De Wildt et al. [23] studied the correlation between saliva and serum levels of caffeine in 140 preterm infants aged from 24 to 34 weeks GA. They compared samples (analyzed by HPLC) according to the method of the saliva collection (not stimulation, citric acid on a swab and citric acid in cheek). They suggested that saliva correlation would be better if the saliva secretion was first stimulated by citric acid, but saliva collection stimulation would be impractical in clinical practice. In addition, the volumes collected in our study (10 µL) allowed us to make several determinations of each of them, showing that it is not necessary to use salivary stimulants. In this study there was also a slightly better correlation between serum and saliva when concentrations were lower. Dobson et al. [26] reported a study of paired salivary and plasma caffeine samples in 29 preterm infants (mean GA 27.9 ± 2.1 weeks). Salivary samples were obtained using a commercially available salivary collection system when they were already stable and had reached a maturity of PMA of 33–36 weeks, when they probably no longer need analyses of caffeine level in clinical practice because of the limited clinical impact of the AOP. Their correlation coefficient between saliva and blood samples was r = 0.87. Chaabane et al.[24] published a study in 13 newborns of mean GA 32.2 ± 0.7 weeks not diagnosed of AOP (neonates with AOP were excluded). Each patient received 5, 10, 15, 20 and 25 mg/kg/day of IV caffeine from the first to the fifth day of birth. Samples were analyzed by enzyme multiplied immunoassay technique (EMIT). Caffeine concentrations showed a good coefficient of determination, r2 = 0.76. Mean difference concentrations were also better when the values were smaller (Table 2) but correlation remains in higher values. They showed that saliva caffeine monitoring by EMIT could be a valid alternative to serum in preterm infants, but not in a representative population of daily practice.

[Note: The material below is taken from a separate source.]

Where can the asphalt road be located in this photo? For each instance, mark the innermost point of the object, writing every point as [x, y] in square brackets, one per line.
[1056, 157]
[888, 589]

The strengths of our study are a large representative sample of a target population that benefits of this drug every day, which includes extremely preterm infants who needs IV administration and several others concomitant drug. The non-invasive collection system without salivary stimulants and the caffeine doses used according the data sheet allows the reproduction of our study to increase awareness of this widely used drug. Moreover, although the correlation is better at low doses, as in most studies, the correlation remains at higher values, which makes it useful in clinical practice before making changes to the dosage. We are also aware of its limitations. The technique used to collect samples requires a few minutes. The analysis technique is currently a research technique, however, will be possible to translate it to daily practice after its simplifying in future studies. When caffeine concentrations are needed for clinical management, normally when clinicians are concerned about subtherapeutic or toxic concentrations, they are measured in blood, but our study prove that salivary sampling may be a valid non-invasive alternative that could be used not only in these cases, but more commonly to individualize and optimize the dose of this drug until we have more data on its polymorphisms that allow us to better individualize the treatment to implement optimal precision medicine in this vulnerable population. This is especially useful when is applied to extremely low birth weight infants, in whom blood sampling must be severely restricted or when doses are raised above that established in the data sheet.